RepoMirage: Probing Repository Context Reasoning in Code Agents with Perturbations
Researchers introduce RepoMirage, an evaluation suite that tests whether code agents truly understand repository context by applying perturbations to challenge their reasoning abilities. The study reveals a significant gap in how agents handle complex, multi-file code tasks, with performance dropping from 66.8% to 25.3% when explicit structural understanding is required.
RepoMirage addresses a critical blind spot in AI code agent evaluation. While tools like Claude and GPT-4 demonstrate strong performance on standard benchmarks like SWE-Bench, the research questions whether success reflects genuine repository reasoning or exploits superficial task patterns. The two-stage evaluation methodology is methodologically sound: initial perturbations expose context sensitivity, while extended tasks isolate structural understanding gaps.
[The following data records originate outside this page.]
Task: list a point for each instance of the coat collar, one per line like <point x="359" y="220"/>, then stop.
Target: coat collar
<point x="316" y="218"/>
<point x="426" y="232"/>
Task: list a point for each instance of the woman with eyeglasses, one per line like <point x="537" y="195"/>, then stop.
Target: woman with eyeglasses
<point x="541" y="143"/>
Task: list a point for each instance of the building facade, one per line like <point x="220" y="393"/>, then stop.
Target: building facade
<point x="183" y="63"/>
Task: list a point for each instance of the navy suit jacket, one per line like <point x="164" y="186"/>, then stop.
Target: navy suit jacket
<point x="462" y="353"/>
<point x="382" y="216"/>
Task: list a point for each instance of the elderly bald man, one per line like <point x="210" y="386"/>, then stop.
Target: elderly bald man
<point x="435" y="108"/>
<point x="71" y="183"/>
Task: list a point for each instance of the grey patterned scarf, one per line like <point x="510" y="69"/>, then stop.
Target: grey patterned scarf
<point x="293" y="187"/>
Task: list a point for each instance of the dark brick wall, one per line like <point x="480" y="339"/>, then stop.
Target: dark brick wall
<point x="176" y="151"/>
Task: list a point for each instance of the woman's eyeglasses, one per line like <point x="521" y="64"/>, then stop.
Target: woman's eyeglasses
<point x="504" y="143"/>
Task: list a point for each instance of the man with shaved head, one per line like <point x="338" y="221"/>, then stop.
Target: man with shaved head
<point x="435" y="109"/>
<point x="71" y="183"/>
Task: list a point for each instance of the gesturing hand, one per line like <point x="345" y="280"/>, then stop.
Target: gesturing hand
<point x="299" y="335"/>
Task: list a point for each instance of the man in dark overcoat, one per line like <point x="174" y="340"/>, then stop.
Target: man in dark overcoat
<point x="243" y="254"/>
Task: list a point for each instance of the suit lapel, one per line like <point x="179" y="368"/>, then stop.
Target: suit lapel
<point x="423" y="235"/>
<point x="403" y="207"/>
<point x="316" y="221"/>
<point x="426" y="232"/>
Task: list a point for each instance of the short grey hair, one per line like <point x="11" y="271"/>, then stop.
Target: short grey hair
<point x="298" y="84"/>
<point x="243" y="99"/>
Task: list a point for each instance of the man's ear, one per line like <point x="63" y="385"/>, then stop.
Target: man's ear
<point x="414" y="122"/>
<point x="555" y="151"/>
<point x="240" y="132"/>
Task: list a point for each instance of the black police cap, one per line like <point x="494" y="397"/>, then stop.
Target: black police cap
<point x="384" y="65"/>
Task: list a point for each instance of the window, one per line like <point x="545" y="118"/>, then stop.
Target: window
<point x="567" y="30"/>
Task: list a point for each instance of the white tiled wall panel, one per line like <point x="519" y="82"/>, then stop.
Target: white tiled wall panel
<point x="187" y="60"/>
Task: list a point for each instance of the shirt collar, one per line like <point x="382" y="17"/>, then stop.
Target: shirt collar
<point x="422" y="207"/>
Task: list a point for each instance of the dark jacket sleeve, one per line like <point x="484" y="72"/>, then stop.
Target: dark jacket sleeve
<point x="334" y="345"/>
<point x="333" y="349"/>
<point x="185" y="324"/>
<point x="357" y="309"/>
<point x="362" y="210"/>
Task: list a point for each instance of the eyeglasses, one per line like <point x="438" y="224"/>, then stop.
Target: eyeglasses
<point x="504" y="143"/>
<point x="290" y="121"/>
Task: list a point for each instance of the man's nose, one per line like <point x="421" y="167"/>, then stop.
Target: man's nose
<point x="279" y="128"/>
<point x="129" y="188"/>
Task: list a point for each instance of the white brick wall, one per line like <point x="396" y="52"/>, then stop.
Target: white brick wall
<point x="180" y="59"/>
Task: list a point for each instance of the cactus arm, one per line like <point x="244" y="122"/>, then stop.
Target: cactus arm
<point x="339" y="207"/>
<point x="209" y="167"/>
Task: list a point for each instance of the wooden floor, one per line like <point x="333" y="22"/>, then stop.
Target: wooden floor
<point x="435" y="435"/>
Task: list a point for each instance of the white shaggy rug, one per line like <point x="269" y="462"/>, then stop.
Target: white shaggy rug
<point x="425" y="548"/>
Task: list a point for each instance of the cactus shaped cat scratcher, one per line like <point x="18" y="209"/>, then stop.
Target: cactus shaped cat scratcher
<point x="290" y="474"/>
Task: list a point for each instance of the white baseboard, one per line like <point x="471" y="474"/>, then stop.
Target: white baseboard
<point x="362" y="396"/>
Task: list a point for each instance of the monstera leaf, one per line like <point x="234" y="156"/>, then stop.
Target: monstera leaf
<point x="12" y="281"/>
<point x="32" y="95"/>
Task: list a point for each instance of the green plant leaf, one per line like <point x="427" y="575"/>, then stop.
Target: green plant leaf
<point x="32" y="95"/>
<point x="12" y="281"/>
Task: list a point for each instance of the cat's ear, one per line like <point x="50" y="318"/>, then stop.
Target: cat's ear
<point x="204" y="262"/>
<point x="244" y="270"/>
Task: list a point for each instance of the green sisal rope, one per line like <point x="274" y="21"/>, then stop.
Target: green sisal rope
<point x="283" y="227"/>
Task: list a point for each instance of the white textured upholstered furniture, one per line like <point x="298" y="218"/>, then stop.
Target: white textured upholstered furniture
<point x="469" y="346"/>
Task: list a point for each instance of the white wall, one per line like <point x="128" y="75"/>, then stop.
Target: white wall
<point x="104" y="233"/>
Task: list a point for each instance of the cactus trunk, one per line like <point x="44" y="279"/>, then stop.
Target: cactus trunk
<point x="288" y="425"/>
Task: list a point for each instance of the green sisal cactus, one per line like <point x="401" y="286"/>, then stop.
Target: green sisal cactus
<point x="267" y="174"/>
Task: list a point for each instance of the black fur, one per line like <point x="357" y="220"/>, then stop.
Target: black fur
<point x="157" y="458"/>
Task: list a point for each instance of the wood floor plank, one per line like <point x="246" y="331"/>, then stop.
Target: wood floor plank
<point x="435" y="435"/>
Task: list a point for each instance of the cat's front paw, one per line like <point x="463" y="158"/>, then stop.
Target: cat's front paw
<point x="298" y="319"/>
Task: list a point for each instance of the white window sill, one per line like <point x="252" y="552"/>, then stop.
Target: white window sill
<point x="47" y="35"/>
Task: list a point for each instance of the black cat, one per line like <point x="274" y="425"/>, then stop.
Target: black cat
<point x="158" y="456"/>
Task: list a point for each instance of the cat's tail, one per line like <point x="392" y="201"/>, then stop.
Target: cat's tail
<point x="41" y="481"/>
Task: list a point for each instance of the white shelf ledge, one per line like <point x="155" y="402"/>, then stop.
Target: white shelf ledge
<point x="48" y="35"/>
The performance collapse from 66.8% to 25.3% is striking and reveals a fundamental architectural limitation. Code agents access broader repository context but fail to synthesize it into actionable structure models. This exploration drift pattern suggests agents retrieve files without building coherent mental maps of codebase architecture, akin to reading documents without understanding their relationships.
The proposed RepoAnchor workflow—separating exploration from problem-solving—mirrors human developer practices where understanding architecture precedes implementation. This structure-first approach achieved notable gains, indicating the path forward involves explicit scaffolding rather than black-box scaling.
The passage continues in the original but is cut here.